Coyne’s poetic paradoxes are heightened by the knowledge that white rain suggests the black rain that fell after the Hiroshima bombing, while spring snow refers to Japanese author Yukio Mishima’s first book in his tetralogy “The Sea of Fertility.”

Towering, beribboned, and covered in wax drippings, the sculptures, which hang like impossible chandeliers from the gallery ceiling, are stoically festive—the one white and bombastically bridal, the other black and imposingly funereal. With this life and death scene so cogently set, the black-and-white photographs hung on surrounding walls—abstracted, blurred images of swooshing floor-length skirts, some with pretty bare feet dancing out under lifted hems—appear easy and airy, too full of motion to hold any meaning. Where the central pair of sculptures provides the paradox of weighty lightness and light weightiness, the photographs are merely puffs of contrasting tones, debutante satin and tulle.

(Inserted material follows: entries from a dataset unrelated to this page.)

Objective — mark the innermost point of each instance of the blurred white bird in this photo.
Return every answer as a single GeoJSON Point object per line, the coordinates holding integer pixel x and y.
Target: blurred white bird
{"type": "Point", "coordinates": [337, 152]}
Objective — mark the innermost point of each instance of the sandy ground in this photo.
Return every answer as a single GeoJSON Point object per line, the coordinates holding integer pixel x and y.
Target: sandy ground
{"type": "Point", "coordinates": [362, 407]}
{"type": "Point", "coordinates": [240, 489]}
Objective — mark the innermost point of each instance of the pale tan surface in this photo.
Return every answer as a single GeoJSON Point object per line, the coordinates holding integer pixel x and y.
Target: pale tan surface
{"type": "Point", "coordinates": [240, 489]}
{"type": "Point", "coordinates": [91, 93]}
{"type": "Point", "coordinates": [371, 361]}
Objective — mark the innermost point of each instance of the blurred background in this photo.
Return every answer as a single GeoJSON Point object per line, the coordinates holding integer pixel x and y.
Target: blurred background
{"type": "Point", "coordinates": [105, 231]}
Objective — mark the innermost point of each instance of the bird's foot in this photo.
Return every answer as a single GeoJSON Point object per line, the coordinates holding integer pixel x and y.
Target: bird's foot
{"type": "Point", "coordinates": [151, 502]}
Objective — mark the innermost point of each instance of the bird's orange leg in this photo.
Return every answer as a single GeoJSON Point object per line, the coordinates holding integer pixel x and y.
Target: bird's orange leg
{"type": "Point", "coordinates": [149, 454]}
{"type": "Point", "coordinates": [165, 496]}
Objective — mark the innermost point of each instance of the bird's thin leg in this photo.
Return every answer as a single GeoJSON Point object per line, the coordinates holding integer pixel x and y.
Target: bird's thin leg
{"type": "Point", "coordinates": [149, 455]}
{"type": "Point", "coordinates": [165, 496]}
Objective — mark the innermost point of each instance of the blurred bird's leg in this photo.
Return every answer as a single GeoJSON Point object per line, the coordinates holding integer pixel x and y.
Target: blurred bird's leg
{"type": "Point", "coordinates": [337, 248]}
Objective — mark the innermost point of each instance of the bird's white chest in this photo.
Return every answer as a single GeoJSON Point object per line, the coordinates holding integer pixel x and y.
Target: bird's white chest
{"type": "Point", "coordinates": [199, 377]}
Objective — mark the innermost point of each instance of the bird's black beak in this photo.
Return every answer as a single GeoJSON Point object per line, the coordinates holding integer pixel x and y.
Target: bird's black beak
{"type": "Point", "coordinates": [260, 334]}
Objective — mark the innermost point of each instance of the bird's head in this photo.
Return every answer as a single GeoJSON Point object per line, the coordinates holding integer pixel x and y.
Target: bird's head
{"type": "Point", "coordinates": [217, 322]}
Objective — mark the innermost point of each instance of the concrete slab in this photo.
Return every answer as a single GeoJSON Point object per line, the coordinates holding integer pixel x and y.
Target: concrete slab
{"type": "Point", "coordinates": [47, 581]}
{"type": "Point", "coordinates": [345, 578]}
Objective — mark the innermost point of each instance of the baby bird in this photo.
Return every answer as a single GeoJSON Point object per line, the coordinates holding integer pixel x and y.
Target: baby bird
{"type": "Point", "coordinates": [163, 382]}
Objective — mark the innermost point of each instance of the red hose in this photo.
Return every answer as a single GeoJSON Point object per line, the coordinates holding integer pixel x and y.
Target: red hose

Other accumulations of whiteness might recall angel’s food cake or bubble baths, but the copious layers of candle wax that Coyne has dripped and poured over various sculptural configurations of fake flowers, bundles of ribbon, handmade birds, and Virgin Mary statuettes speak instead of time, its passage and accretion, and its ability to white things out. Where moss, mold, or vines grow darkly and steadily, Coyne’s wax builds up a translucence that neutralizes, homogenizes, and turns everything into a fairy tale.

More sculptures, scattered fragments of some other place—an ancient chandelier, a long forgotten garden, figurines from a rococo church, peacocks perched too long—are all frozen, though not solely by the wax layers. They are frozen also by the metaphors they invoke: of time elapsing, of moments that changed the world, of being at the will of the elements.